The newly-translated anthology ‘Digital Violence in Mexico: The State Vs. Civil Society’ explores the increasing usage of digital surveillance for oppressive practices — and its impacts on human rights. Mozilla Fellow Alex Argüelles contributes to the anthology
(Mexico City, Mexico | June 2, 2022) — Digital spaces expected to be avenues of freedom of expression are actually being used to monitor, target, and harass journalists, activists, and other members of civil society bodies, a recently published anthology shows.
The e-book — originally published in Spanish as Violencia digital en México: El Estado vs. La sociedad civil and now available in English — illustrates how digital tools are heightening surveillance and attacks directed at individuals, vulnerable communities, and groups appearing to question the political status quo in Mexico.
“Digital violence is social-political violence,” explains Mozilla Tech and Society Fellow Alex Argüelles, who also authored a chapter in the anthology.
Argüelles’ chapter, “Technolosolutionism as Obstruction of Justice,” cautions against the overreliance on technology to solve structural societal challenges. Especially challenges like violence against women and members of the LGBTQIA+ community, as perpetuated by inequality gaps.
Argüelles explains that forms of techno-solutionism exist in the Mexican government’s reliance on electronic monitoring and surveillance. These are presented as “innovative” approaches to security, yet fail to address the root causes of such violence.

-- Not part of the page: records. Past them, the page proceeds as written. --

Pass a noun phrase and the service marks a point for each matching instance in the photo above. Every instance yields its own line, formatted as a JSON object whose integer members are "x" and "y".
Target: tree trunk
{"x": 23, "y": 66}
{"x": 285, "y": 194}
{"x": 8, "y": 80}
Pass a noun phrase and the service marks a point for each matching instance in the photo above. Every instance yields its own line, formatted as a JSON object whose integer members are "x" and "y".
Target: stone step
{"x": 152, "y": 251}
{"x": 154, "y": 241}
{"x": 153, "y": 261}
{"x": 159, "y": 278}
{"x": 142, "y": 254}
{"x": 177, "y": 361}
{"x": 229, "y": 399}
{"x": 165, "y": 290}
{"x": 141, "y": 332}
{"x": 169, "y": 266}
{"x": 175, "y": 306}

Indeed, Argüelles explains, gender-based violence and targeted street crimes have increased despite heightened deployments of surveillance equipment and the participation of "cyberpolice" in social media monitoring.
This anthology shows the extent to which techno-solutionism tends to validate the use of abusive technology. A state that assumes the people it governs are potential criminals is a state that relies on punishment — not justice — as a form of government.

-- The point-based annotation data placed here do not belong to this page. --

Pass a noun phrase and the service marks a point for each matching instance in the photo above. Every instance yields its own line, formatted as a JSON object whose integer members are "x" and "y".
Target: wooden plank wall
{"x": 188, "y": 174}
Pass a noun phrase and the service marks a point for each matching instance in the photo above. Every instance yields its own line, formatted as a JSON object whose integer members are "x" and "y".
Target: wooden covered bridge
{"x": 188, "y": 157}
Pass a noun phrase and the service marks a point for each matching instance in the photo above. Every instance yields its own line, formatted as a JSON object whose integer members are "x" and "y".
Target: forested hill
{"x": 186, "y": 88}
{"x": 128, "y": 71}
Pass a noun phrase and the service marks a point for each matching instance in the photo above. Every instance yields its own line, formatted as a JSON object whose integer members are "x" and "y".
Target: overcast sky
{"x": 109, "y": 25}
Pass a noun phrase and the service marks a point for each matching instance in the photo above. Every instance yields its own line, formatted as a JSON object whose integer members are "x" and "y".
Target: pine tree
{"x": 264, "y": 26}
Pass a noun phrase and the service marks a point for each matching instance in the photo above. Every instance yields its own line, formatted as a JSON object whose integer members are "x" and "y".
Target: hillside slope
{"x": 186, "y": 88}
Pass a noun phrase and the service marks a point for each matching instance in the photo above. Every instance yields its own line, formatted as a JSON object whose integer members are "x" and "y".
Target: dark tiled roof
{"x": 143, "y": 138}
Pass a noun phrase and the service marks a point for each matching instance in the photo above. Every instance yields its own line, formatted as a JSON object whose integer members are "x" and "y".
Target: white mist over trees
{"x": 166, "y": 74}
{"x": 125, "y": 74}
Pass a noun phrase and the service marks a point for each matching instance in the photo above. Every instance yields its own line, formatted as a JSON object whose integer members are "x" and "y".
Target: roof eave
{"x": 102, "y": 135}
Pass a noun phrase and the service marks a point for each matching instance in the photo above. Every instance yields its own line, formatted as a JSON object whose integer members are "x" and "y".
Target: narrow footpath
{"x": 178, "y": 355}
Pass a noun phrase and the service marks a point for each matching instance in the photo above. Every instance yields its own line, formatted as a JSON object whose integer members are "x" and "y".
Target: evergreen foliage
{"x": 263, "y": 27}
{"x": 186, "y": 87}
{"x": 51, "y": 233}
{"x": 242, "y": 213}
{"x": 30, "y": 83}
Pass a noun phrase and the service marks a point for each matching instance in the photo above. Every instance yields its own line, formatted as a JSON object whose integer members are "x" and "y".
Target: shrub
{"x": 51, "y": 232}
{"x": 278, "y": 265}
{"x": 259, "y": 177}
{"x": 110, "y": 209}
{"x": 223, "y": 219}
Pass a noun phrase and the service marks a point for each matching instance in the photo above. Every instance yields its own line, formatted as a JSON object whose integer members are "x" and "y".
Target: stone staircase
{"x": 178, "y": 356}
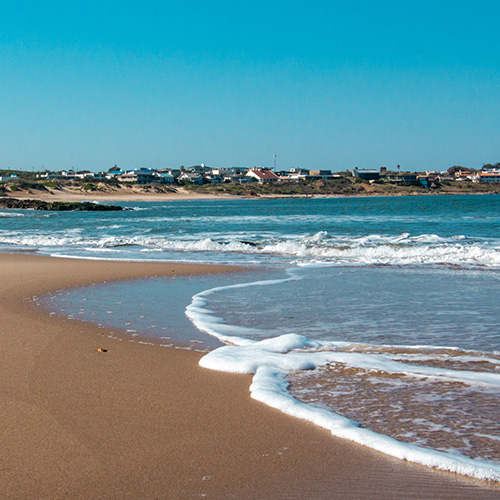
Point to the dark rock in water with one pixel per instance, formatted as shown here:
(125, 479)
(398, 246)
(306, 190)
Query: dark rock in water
(56, 205)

The anthology documents multiple case studies of how these technologies for "security" and "progress" are being used by state officials to perpetuate harm and abuse against human rights defenders, activists, community organizers, and journalists across the country for the last decade, all without accountability measures.

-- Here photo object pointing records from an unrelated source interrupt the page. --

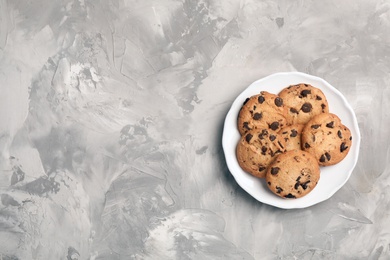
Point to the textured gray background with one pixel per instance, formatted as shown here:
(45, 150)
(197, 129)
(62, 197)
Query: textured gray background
(111, 118)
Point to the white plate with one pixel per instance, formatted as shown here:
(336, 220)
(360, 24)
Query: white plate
(332, 177)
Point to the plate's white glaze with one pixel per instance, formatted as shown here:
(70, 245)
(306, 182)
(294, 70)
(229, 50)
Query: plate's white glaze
(332, 177)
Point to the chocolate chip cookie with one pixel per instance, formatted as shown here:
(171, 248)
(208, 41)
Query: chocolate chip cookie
(293, 174)
(325, 137)
(292, 135)
(262, 111)
(303, 101)
(257, 149)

A total of seven chapters, the anthology is authored by technologists, lawyers, human rights defenders, journalists, and researchers. Thematic areas include the digital divide and marginalization, authoritarianism and surveillance, gender-based discrimination and violence, misinformation and censorship, open access to culture and knowledge, and transformative justice.
Mexico is ranked as one of the most dangerous countries for journalists in Latin America. This treatment enables a silencing chamber that leaves countless residents in the dark, uninformed or misinformed. “Legitimate use of force” through technology directly breaches fundamental rights such as privacy, freedom of expression, or the right to information.
About Alex Argüelles
Alex Argüelles is a technologist with a degree in communication science, a member of Ciberseguras, and founder of the comun.al digital resilience laboratory. Since 2013, they have collaborated on human rights and technological initiatives in Latin America, engaging in advocacy and analysis with an emphasis on privacy, gender, accessibility, and inclusion. They facilitate workshops and provide digital security support for the region’s journalists and activists with a psychosocial focus and a transformative justice approach. They currently form part of the Mozilla Foundation’s Technology and Society fellowship program, addressing the sociopolitical violence exercised through technologies in Mexico.